In a recent post at the Washington Post, Rev. Richard Cizik joins a growing chorus of progressive evangelicals in accusing conservative Christians of showing little concern for the poor.

This week at AEI’s Values and Capitalism, I offer my critique, noting that Cizik relies on the same demagogic straw-man argument that progressive evangelicals utilize time and time again: that conservative Christians oppose progressive policies not because we find them ineffective or counterproductive, but because we hate the poor and love corporations.

First, I try to examine the false assumptions underlying Cizik’s approach to socio-economic engagement:

What Cizik so clearly misses is that a proper view of collective responsibility cannot exist without a proper view of individual responsibility. It’s not about “embracing” one and “rejecting” the other, as most conservatives well understand. It’s about starting in the right place and achieving collective virtue authentically rather than forcibly.

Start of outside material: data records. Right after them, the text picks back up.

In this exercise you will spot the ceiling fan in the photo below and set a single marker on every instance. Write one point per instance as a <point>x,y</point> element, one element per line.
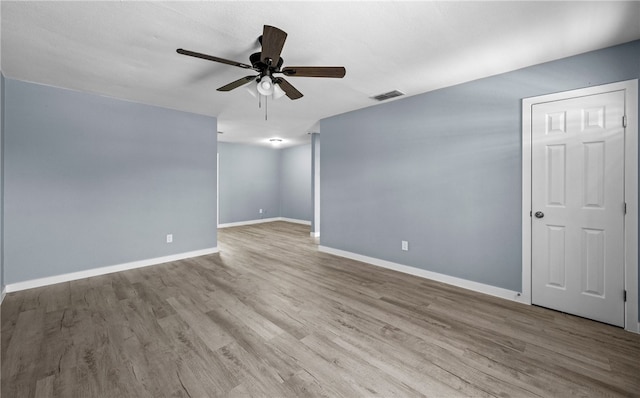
<point>269,63</point>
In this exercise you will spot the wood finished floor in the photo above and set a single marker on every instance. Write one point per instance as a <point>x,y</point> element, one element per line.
<point>270,316</point>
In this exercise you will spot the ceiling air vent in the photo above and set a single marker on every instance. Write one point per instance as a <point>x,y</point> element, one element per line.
<point>389,95</point>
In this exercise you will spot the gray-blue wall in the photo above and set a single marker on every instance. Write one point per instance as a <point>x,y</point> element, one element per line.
<point>249,181</point>
<point>295,182</point>
<point>255,177</point>
<point>91,181</point>
<point>2,284</point>
<point>442,170</point>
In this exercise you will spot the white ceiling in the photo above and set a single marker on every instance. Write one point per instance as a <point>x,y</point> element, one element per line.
<point>126,50</point>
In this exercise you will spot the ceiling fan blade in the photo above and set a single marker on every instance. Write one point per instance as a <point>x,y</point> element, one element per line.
<point>237,83</point>
<point>272,43</point>
<point>288,89</point>
<point>212,58</point>
<point>315,71</point>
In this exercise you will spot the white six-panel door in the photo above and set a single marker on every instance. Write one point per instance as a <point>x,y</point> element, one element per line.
<point>578,206</point>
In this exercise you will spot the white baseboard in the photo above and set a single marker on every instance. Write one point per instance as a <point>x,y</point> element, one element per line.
<point>450,280</point>
<point>295,220</point>
<point>50,280</point>
<point>263,220</point>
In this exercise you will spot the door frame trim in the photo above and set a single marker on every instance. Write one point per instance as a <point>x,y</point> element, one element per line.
<point>630,188</point>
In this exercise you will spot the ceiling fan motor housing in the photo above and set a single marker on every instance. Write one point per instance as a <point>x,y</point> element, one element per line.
<point>261,66</point>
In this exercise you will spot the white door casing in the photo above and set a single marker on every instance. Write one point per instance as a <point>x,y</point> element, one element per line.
<point>584,231</point>
<point>578,206</point>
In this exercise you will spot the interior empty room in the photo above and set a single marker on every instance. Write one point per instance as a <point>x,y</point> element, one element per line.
<point>319,199</point>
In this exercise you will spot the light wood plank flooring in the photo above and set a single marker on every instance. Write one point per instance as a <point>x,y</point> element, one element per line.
<point>270,316</point>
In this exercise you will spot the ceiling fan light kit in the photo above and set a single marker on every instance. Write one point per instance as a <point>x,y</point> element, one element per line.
<point>269,63</point>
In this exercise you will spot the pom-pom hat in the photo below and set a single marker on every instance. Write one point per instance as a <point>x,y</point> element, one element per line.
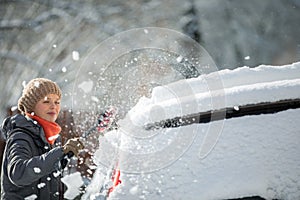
<point>36,90</point>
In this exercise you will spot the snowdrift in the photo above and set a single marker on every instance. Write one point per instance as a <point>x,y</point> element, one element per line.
<point>255,155</point>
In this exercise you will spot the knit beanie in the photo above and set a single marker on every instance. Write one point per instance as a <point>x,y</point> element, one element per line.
<point>36,90</point>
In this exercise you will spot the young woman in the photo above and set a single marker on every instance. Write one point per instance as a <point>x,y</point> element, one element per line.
<point>33,156</point>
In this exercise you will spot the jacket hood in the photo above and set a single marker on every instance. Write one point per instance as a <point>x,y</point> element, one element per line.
<point>18,121</point>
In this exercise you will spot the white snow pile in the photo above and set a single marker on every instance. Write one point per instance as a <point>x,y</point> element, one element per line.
<point>255,155</point>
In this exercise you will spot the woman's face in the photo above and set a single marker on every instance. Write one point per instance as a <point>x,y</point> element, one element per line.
<point>48,108</point>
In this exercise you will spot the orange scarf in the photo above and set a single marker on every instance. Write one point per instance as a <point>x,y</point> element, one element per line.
<point>51,129</point>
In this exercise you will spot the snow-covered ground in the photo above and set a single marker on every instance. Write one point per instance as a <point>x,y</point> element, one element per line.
<point>232,158</point>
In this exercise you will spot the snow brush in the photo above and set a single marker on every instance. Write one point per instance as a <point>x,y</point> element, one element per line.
<point>226,113</point>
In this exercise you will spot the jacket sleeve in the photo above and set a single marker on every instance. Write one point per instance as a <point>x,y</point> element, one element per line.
<point>22,168</point>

If you doubt the need for such an integrated approach, look no further than the “Occupy” movement, in which masses of unproductive, self-absorbed blame-shifters assume radical, collective-centric poses so narrow that the “community” has become nothing more than a means for avoiding individual duties and fulfilling a lust for material security. Without a grasp of where responsibility begins, “promoting the common good” quickly diminishes into a short-sighted pig-out at the communal feeding trough.

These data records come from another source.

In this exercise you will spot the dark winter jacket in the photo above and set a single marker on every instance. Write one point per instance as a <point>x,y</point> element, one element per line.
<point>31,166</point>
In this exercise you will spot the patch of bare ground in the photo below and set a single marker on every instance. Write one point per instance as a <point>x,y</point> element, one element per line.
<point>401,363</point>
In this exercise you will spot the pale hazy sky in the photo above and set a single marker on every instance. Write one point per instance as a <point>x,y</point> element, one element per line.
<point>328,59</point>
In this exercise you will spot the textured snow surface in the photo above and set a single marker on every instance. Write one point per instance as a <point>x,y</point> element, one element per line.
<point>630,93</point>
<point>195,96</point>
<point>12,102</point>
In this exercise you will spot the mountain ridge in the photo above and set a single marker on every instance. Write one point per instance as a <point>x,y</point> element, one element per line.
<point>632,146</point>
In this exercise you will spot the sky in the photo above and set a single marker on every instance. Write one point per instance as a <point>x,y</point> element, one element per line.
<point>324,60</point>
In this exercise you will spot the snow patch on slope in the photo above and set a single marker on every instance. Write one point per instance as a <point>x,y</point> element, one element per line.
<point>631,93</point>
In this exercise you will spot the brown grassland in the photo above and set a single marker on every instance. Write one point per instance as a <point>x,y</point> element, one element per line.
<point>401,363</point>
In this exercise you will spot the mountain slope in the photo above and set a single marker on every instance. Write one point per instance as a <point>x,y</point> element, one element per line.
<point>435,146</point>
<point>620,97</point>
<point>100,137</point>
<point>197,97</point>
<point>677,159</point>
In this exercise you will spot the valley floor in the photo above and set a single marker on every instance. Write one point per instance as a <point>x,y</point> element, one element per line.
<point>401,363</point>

Next, I move on to Cizik’s claims that conservative Christians are apathetic toward the poor (and the Bible?), as well as calculating political power-grabbers:

It’s not that we think supply side economics create strong economies and benefit everyone across the economic spectrum (including, ahem, the poor). It’s not that we think free exchange and accurate prices create opportunities for real, sustainable growth and economy recovery. It’s not that we think the modern public education system hurts the poor and minimum wage laws lead to poverty traps. It’s not that we think most progressive social programs lead to dehumanization, dependency and economic slavery.

No. It’s because we have a fetish for fat cats and we’re brainwashed by clever marketing. Obviously.

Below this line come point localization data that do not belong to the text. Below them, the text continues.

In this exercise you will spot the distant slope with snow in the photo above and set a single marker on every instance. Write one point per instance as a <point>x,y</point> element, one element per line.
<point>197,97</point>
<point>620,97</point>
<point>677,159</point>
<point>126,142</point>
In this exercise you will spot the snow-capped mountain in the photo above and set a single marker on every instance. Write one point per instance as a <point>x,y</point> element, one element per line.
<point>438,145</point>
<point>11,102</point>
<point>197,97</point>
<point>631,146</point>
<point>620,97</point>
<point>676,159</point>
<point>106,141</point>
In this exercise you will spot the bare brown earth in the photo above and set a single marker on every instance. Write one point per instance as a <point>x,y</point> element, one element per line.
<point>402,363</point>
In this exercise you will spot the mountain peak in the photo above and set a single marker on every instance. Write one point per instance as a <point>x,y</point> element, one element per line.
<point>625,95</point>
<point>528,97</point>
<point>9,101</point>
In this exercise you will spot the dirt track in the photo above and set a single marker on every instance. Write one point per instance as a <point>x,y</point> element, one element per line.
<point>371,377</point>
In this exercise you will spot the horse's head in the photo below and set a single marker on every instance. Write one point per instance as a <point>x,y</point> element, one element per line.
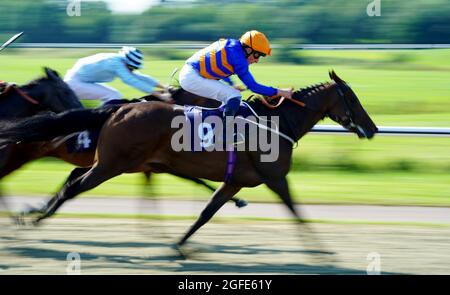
<point>54,94</point>
<point>348,111</point>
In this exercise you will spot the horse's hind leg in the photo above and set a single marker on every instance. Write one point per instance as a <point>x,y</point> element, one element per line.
<point>74,174</point>
<point>220,197</point>
<point>90,179</point>
<point>240,203</point>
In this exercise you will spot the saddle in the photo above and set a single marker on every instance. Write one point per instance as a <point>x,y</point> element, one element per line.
<point>203,121</point>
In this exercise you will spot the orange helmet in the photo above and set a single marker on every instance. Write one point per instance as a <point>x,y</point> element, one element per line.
<point>257,41</point>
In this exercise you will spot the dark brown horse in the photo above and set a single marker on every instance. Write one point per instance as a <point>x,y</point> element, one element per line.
<point>27,151</point>
<point>137,138</point>
<point>48,93</point>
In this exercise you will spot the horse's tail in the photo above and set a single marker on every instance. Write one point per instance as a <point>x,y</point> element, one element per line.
<point>48,126</point>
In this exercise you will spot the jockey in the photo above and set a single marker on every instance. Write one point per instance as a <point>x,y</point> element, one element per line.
<point>85,76</point>
<point>202,71</point>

If Cizik is truly interested in a constructive conversation, he should recognize that it gets him nowhere to sideline our concerns about his “pro-poor” policies and elevate his progressive approach as the obvious fulfillment of the Sermon on the Mount. If he is really interested in persuading us toward his supposedly Christian outlook, he should start by explaining why and how these programs are, in fact, “pro-poor,” and how a proper Christian anthropology starts with coercion and manipulation. Instead of claiming our reasons to be purely political, he should explain how exactly his blatant desire to increase political power is somehow less so.